[hts-users:00200] Re: emotional speech synthesis using hts
- Subject: [hts-users:00200] Re: emotional speech synthesis using hts
- From: "Heiga ZEN (Byung Ha CHUN)" <zen@xxxxxxxxxxxxxxxx>
- Date: Wed, 22 Feb 2006 23:11:47 +0900
Hi,
liulei_198216@xxxxxxxxxxx wrote:
I have read some papers about emotional speech synthesis, and now,I know
that hts uses "model interpolation" and "speaker adaptation" to
synthesize motional speech and speech with various styles.
Yes.
About "speaker adaptation" , it refers that for synthesizing speech
with various styles, we must convert speech feature including spectrum,
F0,duration.
Actually wee do not need to convert speech features themselves, we need to convert "statistics" (model parameters) of
these features.
But when I want to synthesize emotional speech, is it necessary to
convert spectrum.
Is it enough that getting emotional speech through converting F0 ,duration.

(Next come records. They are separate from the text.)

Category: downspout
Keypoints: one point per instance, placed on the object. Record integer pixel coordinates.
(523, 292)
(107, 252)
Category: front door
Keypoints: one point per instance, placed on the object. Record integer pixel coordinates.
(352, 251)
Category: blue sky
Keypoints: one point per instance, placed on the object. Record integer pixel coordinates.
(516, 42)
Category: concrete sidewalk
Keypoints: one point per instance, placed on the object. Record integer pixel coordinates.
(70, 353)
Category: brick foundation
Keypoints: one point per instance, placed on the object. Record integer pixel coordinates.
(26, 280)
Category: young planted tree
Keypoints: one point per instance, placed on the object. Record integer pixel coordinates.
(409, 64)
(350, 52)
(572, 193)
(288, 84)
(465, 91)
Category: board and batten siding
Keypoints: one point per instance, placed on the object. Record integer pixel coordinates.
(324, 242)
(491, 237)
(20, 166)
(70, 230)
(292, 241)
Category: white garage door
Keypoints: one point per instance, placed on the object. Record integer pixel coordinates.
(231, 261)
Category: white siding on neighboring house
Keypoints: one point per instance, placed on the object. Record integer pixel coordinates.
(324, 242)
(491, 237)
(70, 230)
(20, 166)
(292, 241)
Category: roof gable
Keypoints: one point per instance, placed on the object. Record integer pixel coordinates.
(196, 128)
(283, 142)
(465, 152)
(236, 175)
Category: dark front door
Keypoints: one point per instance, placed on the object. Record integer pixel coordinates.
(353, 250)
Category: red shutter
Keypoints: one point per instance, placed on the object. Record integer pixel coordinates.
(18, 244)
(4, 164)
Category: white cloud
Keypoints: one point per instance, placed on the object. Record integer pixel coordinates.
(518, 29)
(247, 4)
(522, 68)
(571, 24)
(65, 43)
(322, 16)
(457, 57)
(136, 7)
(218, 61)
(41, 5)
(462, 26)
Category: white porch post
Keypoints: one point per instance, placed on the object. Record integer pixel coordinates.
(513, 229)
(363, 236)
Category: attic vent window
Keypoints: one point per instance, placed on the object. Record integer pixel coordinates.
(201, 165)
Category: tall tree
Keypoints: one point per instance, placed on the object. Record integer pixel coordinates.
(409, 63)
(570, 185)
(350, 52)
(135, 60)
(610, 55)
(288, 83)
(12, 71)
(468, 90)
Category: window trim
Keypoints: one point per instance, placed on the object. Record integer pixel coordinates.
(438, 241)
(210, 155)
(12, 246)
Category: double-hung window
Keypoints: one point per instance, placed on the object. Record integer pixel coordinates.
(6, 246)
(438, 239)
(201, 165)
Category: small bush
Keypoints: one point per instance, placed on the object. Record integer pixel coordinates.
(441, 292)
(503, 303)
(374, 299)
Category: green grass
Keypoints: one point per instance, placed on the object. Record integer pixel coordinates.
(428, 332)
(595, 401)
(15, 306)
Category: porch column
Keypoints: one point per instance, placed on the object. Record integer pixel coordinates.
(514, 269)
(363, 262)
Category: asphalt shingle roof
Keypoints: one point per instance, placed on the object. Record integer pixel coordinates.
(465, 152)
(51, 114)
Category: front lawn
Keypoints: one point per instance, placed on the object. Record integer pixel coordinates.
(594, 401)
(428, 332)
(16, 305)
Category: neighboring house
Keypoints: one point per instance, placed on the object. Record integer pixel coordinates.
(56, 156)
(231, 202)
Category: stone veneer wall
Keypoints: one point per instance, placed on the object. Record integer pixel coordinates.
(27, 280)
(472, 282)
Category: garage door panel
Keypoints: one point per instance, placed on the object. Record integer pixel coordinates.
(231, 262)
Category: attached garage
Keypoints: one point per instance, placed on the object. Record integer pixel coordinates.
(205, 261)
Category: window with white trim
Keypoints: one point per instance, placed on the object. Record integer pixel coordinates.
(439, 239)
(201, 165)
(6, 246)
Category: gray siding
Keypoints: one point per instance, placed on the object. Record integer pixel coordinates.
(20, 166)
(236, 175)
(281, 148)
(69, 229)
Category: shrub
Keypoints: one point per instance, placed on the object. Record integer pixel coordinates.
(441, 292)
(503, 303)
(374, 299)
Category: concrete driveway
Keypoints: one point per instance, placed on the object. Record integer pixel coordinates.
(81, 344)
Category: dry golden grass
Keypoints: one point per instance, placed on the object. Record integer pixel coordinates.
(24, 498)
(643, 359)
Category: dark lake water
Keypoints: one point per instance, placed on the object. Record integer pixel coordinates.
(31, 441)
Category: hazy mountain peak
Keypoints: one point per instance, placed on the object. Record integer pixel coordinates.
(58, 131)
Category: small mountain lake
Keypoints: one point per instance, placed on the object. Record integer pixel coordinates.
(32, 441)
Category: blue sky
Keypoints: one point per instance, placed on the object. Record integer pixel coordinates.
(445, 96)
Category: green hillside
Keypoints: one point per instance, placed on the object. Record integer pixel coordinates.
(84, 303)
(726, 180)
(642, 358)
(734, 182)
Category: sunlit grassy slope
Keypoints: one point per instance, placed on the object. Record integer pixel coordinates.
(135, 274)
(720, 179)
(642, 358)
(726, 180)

In my opinion, converting spectrum will help to synthesize emotional speech.
In addition, how can I get a real-time emotional convertion, for example
from sad to happy.
Certainly we can use "model interpolation" and "speaker adaptation",
but they need time in the training part.
For speaker interpolation you have to prepare a number of models using sufficient emotional speech samples.
Recording speech and training HMMs may take some time.
On the other hand, for speaker adaptation you only need one set of HMMs trained using neutral speech and a few emotional
speech samples for adaptation.
Speaker (emotion) adaptation can be done off-line, so synthesizing emotional speech does not require any additional time.
You can also use adapted models for interpolation.
does anyone know "speech synthesis driven by emotional function " ?
I don't know what "emotional function" is.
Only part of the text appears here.